Chunks of the concrete sea wall have broken away and two of a group of 13 beach huts have pitched forward close to the sea after the battering during the recent storms Ciara and Dennis.
It prompted warnings by residents and the New Forest Beach Hut Owners’ Association that the advancing water could pose a risk to clifftop houses in the future.
Some directed their ire at NFDC, questioning why it did not act when cracks first appeared in the sea wall around a month ago.
Now Colin Read, NFDC’s deputy head of operations, has revealed the authority does not own the affected land so other organisations would have to sort out and fund the repair work.
“We do not have a legal obligation [to fix the affected sea defences] because we do not own the land,” Mr Read told the A&T, but added NFDC would soon organise a meeting between interested parties.
“What we are trying and looking to do is figure out how we can co-ordinate all of the different land owners in that area that have an interest to understand what the problems are and what the options are going forward.”
He went on: “NFDC does not have the liability to pay for coastal repairs as it is on private land.

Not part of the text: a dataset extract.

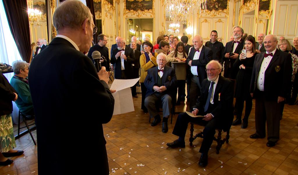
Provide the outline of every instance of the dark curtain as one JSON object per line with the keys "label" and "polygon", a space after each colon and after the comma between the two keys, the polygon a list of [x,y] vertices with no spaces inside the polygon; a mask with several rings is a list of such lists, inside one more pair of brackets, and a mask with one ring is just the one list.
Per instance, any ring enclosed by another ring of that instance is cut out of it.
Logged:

Introducing large boulders in front of the sea wall is an engineering solution that can be considered.”
Mr Read revealed NFDC had already secured an estimate for the installation of boulders from a contractor, which stated it would cost anywhere between £1.5m and £4m.

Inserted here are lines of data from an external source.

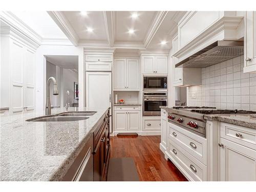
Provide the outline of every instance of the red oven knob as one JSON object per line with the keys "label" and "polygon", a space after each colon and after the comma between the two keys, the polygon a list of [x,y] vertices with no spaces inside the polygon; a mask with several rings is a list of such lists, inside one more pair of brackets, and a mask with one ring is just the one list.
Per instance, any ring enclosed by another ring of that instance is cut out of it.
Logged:
{"label": "red oven knob", "polygon": [[191,126],[192,124],[193,124],[193,122],[192,121],[189,121],[187,123],[187,125],[189,125],[189,126]]}
{"label": "red oven knob", "polygon": [[192,124],[192,127],[197,129],[198,127],[198,125],[196,122],[194,122],[193,124]]}
{"label": "red oven knob", "polygon": [[173,119],[175,119],[175,117],[173,115],[170,115],[168,116],[168,118],[173,120]]}
{"label": "red oven knob", "polygon": [[177,121],[180,123],[181,123],[182,122],[183,122],[183,120],[181,117],[180,117],[179,119],[178,119]]}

The amount was variable because it depended on how deep the rock revetment work needed to be.
Eventually, Mr Read said, any improvement work would have to be carried out by the Environment Agency which uses a funding formula to pay for its projects.
“The Environment Agency funding formula relies on people whose properties are at risk to contribute,” Mr Read said. “That’s the reason why we are keen to get the Environment Agency in the room to talk to all the land owners.”

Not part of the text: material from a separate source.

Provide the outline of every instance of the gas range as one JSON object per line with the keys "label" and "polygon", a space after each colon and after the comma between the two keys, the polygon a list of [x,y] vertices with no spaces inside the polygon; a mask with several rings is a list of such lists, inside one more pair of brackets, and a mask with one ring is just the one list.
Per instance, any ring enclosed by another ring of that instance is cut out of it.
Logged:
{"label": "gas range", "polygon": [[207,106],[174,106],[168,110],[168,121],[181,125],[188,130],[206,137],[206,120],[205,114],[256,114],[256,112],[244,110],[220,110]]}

He said he understood why people may have assumed NFDC should have acted before now because they were under the misapprehension the council owned the land, or assumed it was responsible for doing the work because it is a local authority.
That is not the case though, he said, and highlighted that NFDC coastal policies, such as ‘hold the line’ – maintaining sea defences – were actually “aspirational” in nature.
NFDC recently closed off the seafront path close to the affected site because to build it the council leased land from the Needles Point Management Company and it was responsible for looking out for public safety on its land, he added.
“We are still in the process of understanding how this all works,” Mr Read stressed. “We are not just doing nothing.”
Outlining the land ownership issue, Mr Read said the area of sea wall affected and the Westover beach huts were positioned on land owned by Proxima GR Properties Ltd.
Companies House lists the firm’s address as Regents Park Road, London, and describes it as a firm that buys and sells real estate. Its last published accounts, dated December 2018, state it had £2.1m in investment properties and total equity of £1.7m.
A parcel of land adjacent to the affected area was unregistered, while land on which nearby developments of homes stood was owned by management companies, Mr Read said.
NFDC wanted the meeting between the Environment Agency and interested parties to happen in the “coming weeks”, he continued, although it was felt there was “no immediate risk” to nearby homes.